LE RETOUR DE BEMBA ET LA LIBERATION DES PRISONNIERS POLITIQUES

- Il pense spécialement à la nécessité de permettre le rapatriement et la réinsertion des Congolais réfugiés dans les pays voisins, « mais aussi au retour, sans conditions et dans la sécurité, de notre compatriote Jean-Pierre Bemba Gombo, ancien vice-président de la République et leader naturel de l’Opposition parlementaire ».

- Le CNDP demande au gouvernement de favoriser le retour des déplacés internes dans leurs foyers, de leur apporter une assistance en vivres et non-vivres nécessaires à la soudure entre les saisons culturales et la formation d’une armée nationale et républicaine capable de rassurer et de protéger tous les Congolais, sans discrimination aucune.

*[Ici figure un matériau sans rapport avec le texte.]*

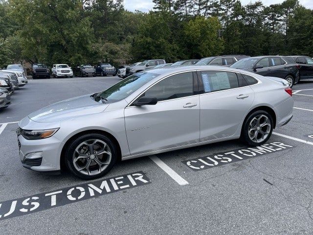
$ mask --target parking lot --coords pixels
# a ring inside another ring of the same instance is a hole
[[[30,79],[0,111],[1,234],[312,234],[313,80],[293,87],[293,118],[262,149],[208,144],[123,161],[87,182],[22,167],[17,122],[120,79]]]

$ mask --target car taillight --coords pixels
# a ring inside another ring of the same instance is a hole
[[[290,87],[287,87],[285,89],[285,91],[288,93],[291,96],[292,96],[292,89]]]

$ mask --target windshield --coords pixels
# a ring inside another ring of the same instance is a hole
[[[140,65],[140,66],[142,66],[142,65],[146,65],[146,64],[147,64],[147,63],[148,62],[147,60],[145,60],[143,62],[141,62],[140,63],[139,65]]]
[[[80,67],[84,68],[92,68],[92,67],[90,65],[82,65],[80,66]]]
[[[20,70],[23,67],[22,67],[21,65],[9,65],[7,68],[8,70],[12,70],[13,69],[18,69]]]
[[[234,68],[235,69],[252,68],[254,64],[255,64],[258,60],[259,59],[251,59],[250,58],[243,59],[242,60],[238,61],[235,64],[231,65],[230,68]]]
[[[57,65],[57,69],[66,69],[69,68],[67,65]]]
[[[215,57],[207,57],[201,59],[195,65],[208,65],[212,60],[214,59]]]
[[[101,65],[102,67],[112,67],[112,66],[110,64],[107,64],[105,65]]]
[[[137,72],[118,82],[108,90],[95,94],[95,100],[99,101],[96,97],[101,96],[107,103],[121,100],[159,75],[151,72]]]
[[[47,67],[45,65],[41,65],[40,64],[38,64],[37,65],[34,65],[33,66],[33,68],[34,69],[46,69]]]

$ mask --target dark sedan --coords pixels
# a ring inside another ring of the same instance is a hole
[[[243,59],[230,68],[254,72],[264,76],[276,77],[288,81],[292,87],[299,81],[299,66],[286,56],[257,56]]]
[[[301,55],[290,57],[299,65],[299,80],[313,79],[313,59],[312,58]]]

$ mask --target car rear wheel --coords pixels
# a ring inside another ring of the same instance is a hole
[[[285,79],[287,82],[288,82],[288,86],[291,88],[292,87],[293,85],[294,85],[294,79],[293,78],[293,77],[292,77],[291,75],[288,75],[288,76],[287,76],[285,78]]]
[[[267,112],[259,110],[250,114],[243,126],[241,139],[249,145],[258,146],[268,140],[273,131],[273,118]]]
[[[101,134],[88,134],[75,138],[66,151],[66,164],[76,176],[84,179],[100,177],[116,162],[113,142]]]

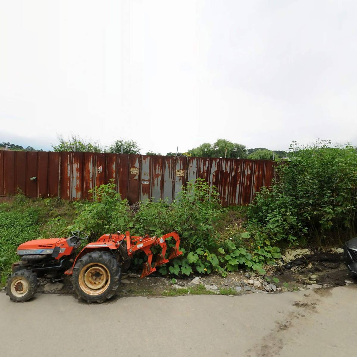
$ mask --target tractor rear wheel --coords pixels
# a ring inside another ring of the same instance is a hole
[[[13,273],[7,280],[6,295],[10,300],[24,302],[34,296],[38,286],[36,275],[31,270],[22,269]]]
[[[81,257],[73,268],[72,283],[80,298],[87,302],[103,302],[116,293],[121,269],[109,253],[96,251]]]

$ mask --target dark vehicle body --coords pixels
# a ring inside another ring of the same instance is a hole
[[[347,267],[357,276],[357,237],[346,242],[343,251]]]

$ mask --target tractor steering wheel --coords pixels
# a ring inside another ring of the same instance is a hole
[[[71,233],[73,237],[79,239],[80,240],[88,239],[88,236],[83,232],[81,232],[80,231],[72,231]]]

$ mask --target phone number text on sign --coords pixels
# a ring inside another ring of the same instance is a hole
[[[139,174],[139,167],[130,167],[131,175],[138,175]]]
[[[185,176],[185,170],[176,170],[176,176]]]

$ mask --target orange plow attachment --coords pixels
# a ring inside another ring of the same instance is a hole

Une telle armée, estime le mouvement de Nkunda, « ne peut sortir que d’un processus de brassage complètement revisité, parce que la formule actuelle a plus que montré ses limites, elle a manifestement échoué ».

- Le CNDP exige la restauration de la dignité du Congo et des congolais et condamne sans réserve les pratiques actuellement en vigueur consistant à soustraire des concitoyens, contre leur gré, au juge que les lois nationales leurs assignent, en les extradant vers des juridictions supranationales.

- Le CNDP évoque des mandats d’arrêt qui auraient été émis contre certains parmi ses Chefs militaires qu’il déclare sans fondements et demande leur retrait pur et simple.

- Il exige, en outre, la libération sans conditions, de tous les prisonniers politiques et de toutes les personnes arrêtées et détenues illégalement dans des conditions inhumaines et soumises à des traitements cruels et dégradants au simple motif de collaboration et/ou de sympathie envers le CNDP.

- Il demande enfin au gouvernement de mettre fin à ses pratiques qui consistent à créer des milices supplétives à son armée et qui sont l’expression illégale de sa volonté. La déclaration du CNDP situe dans ce cadre « l’activité de la nébuleuse » Mai-Mai, du PARECO et des autres.

Le CNDP se déclare cependant « solennellement prêt à apporter une contribution significative, ici et maintenant, dans la recherche de solutions pour une paix durable dans notre pays en général et au Kivu en particulier ».